Let’s consider something else that can get my knickers in a knot – the businessman who decides to run for office and repeatedly offers up his businessman experience, his acumen, as his credentials that makes him qualified for office – H. Ross Perot being the best known example in my lifetime (“I just want to get under the hood and fix things.”). So what’s wrong with this picture?
What we’re forgetting is that the goal of business – commerce – is NOT the goal of the government. I’m finding it a little hard to articulate the goals of government that are not objectionable to someone out there, so I’ll suggest that, if only currently, the goals of government are to protect society from outside intervention; and regulate the internal interactions of society, individually and collectively, such that, well, colloquially, everyone is equally unhappy; or that everyone is justly, according to their actions, treated.

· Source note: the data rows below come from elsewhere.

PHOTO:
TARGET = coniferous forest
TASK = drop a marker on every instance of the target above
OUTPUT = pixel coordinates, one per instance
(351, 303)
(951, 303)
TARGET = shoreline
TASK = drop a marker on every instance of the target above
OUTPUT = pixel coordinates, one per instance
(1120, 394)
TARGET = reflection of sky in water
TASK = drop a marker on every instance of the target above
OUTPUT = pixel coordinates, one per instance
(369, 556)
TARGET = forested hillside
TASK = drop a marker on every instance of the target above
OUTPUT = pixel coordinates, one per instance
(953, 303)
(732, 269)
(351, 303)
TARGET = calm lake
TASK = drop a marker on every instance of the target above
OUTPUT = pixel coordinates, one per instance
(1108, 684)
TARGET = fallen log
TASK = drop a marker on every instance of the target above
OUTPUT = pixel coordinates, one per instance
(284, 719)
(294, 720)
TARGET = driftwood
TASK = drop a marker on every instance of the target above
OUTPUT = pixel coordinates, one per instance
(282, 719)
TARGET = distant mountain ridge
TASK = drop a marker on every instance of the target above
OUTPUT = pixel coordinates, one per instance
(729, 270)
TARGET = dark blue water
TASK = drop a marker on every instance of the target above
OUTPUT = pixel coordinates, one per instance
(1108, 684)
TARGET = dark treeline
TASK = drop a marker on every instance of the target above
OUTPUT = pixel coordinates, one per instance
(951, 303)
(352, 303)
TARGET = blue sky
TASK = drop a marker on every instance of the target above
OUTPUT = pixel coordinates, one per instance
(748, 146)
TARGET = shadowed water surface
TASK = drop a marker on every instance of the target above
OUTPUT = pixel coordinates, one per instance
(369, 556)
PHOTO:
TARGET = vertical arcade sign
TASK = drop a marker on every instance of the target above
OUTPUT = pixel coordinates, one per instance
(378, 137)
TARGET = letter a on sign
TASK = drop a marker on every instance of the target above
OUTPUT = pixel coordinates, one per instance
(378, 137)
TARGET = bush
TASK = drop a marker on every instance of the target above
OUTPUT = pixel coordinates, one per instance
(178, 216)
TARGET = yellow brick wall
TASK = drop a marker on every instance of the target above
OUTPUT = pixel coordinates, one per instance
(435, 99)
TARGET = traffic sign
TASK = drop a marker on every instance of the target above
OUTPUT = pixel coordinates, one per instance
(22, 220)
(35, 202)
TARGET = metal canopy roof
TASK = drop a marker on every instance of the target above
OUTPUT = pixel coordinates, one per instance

As the one is not the other, it seems reasonable to propose a simple principle by which we can avoid future mistakes: those activities, supporting the goals of government, which may reasonably be undertaken by government, should always be taken care of by government. It is not a necessity that government be absolutely lean; showing a profit at the end of the year is not a requirement, although certainly a large deficit can be a drag on the economy. When the principle is abrogated, we find such distasteful activities as companies lobbying for longer prison sentences solely to inflate their bottom line.
And even when the principle is technically not abrogated, we still find such problems: simply consider the Military-Industrial Complex.